Formulation of the Claim

The three foundational texts did not achieve historical universality.

Explanation

For Arkoun, this claim indicates that the major founding texts remained present as original references, but they did not encompass the whole of Islamic history within a single, unified order. Universality here is not merely broad presence, but the capacity to contain diverse historical experience and bring it into a single coherent horizon.

This means that Arkoun distinguishes between the centrality of these texts in shaping religious consciousness and the limits of what they actually accomplished at the level of historical coverage. Their relationship to history, then, remains one of foundation and partial encompassment, not final completion.

Its Place in the Book’s Argument

This atom falls within Arkoun’s critique of the idea that the foundational texts alone suffice as an adequate explanation of the entire Islamic experience. It supports his broader thesis that Islamic history was shaped by trajectories too extensive to be reduced to a single textual authority or to three adjacent authorities.

Limits of the Claim

This judgment does not deny the value of the foundational texts or their central impact; it is limited to the claim that this impact did not become a fully realized historical universality.
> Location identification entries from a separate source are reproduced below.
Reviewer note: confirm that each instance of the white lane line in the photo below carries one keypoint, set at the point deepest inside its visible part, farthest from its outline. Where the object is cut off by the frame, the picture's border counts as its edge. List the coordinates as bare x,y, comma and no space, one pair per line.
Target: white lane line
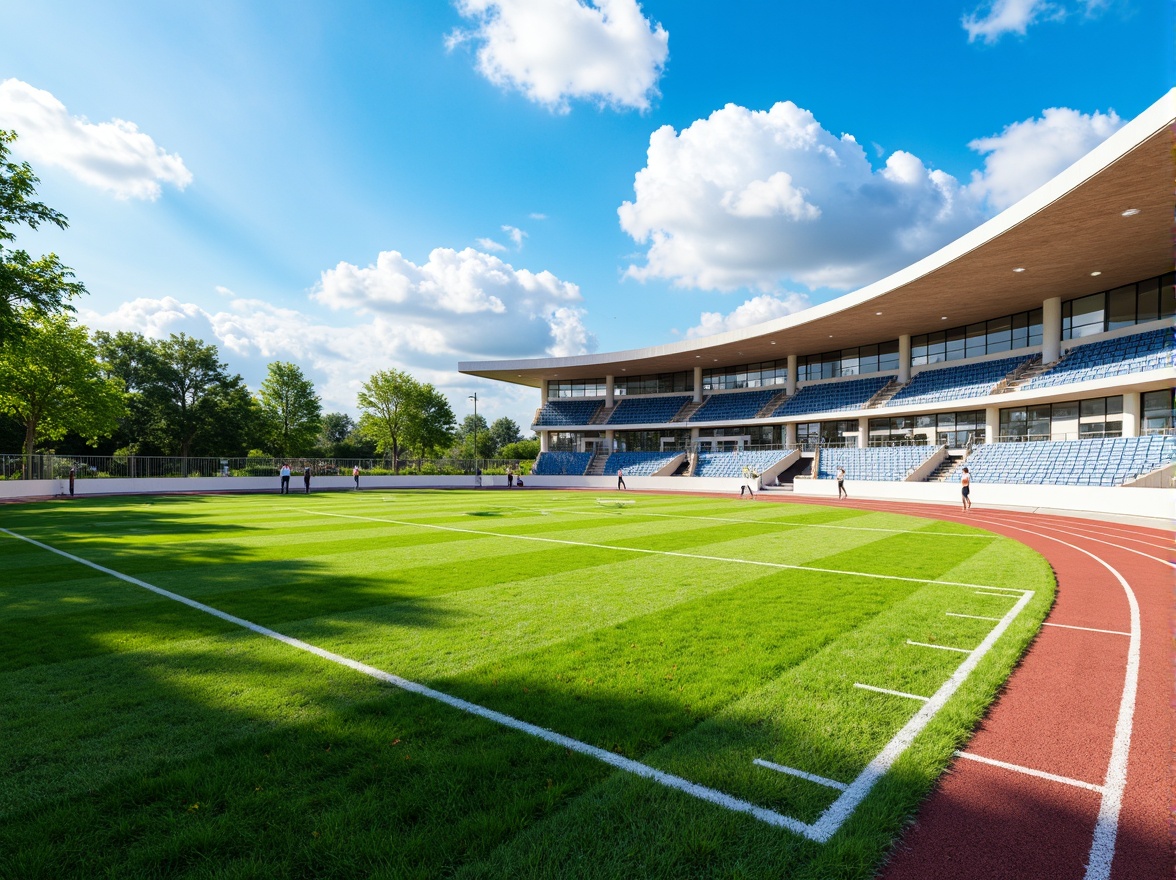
732,560
941,647
1087,628
893,693
610,758
802,774
1030,772
833,818
1102,846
Nor does it imply that history stood entirely outside them; rather, their containment of it was not comprehensive.

Brief Evidence Passage

The comprehensive conceptual vision that believes in a transcendent God who moves history is present among the Jews, that is, among the “People of the Book” mentioned by the Qur’an, and likewise among Christians. Yet a social-historical reading cannot speak of this vision as comprehensive in the strict sense. The term is therefore valid only after replacing it with the phrase “communities of the Book,” since Muslims too fall within the same horizon.